Sunday, 1 September 2013

Guderian on German Armour

I have previously pointed out that the quality of German armour degraded sharply over a relatively short amount of time. But when did it start? Early war vehicles exhibit excellent armour ductility, but the late war ones, not so much. Since it's impossible to grab samples of the produced armour, I'm going to have to rely on second-hand information. Thankfully, a rather reputable figure speaks on the subject!

"In November of 1941, high ranking engineers, industry representatives, and armament directorate officers came to my tank army in order to familiarize themselves with the Russian T-34 tank. Frontline officers suggested that we should build tanks exactly like the T-34 in order to correct the unpleasant position of our armoured forces, but this position did not receive support from the engineers. Not because they were opposed to imitation, but because it was not possible to rapidly set up manufacturing of important components, especially the diesel motor. Additionally, our hardened steel, whose quality was dropping due to a lack of natural resources, was inferior to the Russians' hardened steel."

H. Guderian, "Panzer Leader", page 268

Interestingly enough, Daimler-Benz decided to imitate the T-34 anyway, with domestic components. The result proved complicated and unreliable, and lost out to the MAN prototype in competition for the Panther project.

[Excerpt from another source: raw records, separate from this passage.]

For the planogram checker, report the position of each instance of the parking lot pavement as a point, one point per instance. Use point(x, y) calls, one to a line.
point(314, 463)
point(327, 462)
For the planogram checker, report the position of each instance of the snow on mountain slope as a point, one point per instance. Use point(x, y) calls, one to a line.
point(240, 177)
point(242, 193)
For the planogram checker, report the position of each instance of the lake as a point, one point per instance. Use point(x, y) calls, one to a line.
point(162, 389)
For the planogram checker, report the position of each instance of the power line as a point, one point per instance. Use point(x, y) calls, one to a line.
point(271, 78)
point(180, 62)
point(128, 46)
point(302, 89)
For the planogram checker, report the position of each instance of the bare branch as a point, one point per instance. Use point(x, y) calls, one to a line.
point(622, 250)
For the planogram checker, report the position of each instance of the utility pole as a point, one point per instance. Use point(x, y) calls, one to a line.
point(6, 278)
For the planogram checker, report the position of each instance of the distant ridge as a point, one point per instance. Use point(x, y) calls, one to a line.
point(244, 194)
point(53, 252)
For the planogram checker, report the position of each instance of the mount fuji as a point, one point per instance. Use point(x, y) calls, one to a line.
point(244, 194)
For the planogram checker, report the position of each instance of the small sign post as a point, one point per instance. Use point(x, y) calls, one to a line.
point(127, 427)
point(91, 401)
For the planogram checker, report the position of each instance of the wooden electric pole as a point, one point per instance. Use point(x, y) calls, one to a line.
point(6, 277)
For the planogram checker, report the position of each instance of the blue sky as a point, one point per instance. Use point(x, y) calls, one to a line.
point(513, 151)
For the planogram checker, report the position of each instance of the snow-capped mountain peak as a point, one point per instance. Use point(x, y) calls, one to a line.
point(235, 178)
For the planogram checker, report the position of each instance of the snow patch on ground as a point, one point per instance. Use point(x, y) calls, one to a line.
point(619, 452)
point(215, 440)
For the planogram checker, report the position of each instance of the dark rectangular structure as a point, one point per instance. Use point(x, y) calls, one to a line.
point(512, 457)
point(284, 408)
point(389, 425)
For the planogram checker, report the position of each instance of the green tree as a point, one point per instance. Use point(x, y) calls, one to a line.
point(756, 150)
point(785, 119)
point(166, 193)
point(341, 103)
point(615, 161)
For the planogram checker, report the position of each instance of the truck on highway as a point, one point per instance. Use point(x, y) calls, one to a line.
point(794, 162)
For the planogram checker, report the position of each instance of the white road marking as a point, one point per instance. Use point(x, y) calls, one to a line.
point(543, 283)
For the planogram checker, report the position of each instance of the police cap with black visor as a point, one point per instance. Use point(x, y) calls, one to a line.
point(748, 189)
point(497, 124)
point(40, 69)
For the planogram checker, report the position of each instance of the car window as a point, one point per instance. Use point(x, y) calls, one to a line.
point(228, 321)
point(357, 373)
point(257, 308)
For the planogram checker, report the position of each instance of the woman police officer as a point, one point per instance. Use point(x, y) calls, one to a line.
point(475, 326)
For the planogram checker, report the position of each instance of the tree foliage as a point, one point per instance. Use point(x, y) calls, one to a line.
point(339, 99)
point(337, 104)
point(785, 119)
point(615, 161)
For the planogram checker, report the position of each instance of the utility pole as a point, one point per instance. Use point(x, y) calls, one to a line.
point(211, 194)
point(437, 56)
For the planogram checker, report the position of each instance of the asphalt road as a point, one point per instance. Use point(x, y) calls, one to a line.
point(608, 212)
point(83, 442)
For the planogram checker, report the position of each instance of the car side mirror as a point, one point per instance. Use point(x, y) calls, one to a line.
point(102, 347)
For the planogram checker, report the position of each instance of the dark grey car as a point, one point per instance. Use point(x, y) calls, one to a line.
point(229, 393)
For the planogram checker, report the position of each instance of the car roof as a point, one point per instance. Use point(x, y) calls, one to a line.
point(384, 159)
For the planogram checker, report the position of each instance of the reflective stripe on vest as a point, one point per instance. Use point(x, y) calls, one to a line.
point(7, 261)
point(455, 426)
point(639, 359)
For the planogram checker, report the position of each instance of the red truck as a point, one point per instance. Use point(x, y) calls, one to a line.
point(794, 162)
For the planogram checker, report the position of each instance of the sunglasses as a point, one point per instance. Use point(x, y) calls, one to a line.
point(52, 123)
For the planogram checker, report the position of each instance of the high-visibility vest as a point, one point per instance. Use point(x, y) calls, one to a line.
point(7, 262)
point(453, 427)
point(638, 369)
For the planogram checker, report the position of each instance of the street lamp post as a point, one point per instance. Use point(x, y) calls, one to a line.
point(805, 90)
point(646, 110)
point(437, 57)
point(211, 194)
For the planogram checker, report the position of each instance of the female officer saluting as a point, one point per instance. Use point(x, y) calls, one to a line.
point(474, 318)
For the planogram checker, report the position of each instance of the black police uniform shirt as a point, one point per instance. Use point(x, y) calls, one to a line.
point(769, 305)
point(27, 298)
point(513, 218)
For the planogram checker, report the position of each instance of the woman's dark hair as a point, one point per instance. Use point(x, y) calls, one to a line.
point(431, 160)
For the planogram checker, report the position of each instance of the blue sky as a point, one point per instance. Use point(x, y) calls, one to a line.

  1. "hardened" steel. What does he mean?
    The germans used either homogenious armour or -later- homogenious with subsequent special surface treatment (Einsatzhärtung).
    Face hardened armour was -to my knowledge- never used on tanks but exclusively on major naval vessels.

    1. Conventional steel that you will find in a pot or something is not particularly hard or resistant to projectiles. Armour steel is much harder, but you can have a range of hardening for various properties. Very hard steel resists undermatching projectiles better, but fails catastrophically when hit by overmatching projectiles. The better you are at hardening armour, the less faults it will have and the less likely it is to fail when hit.

    2. Hardened plate is better at resisting uncapped AP shot as used by the Soviets, while RHA is better against capped shot used by the western allies. Hardened plate fails by shatter when defeated. Overmatched projectiles perform better against sloped armour, whether it is hard or soft.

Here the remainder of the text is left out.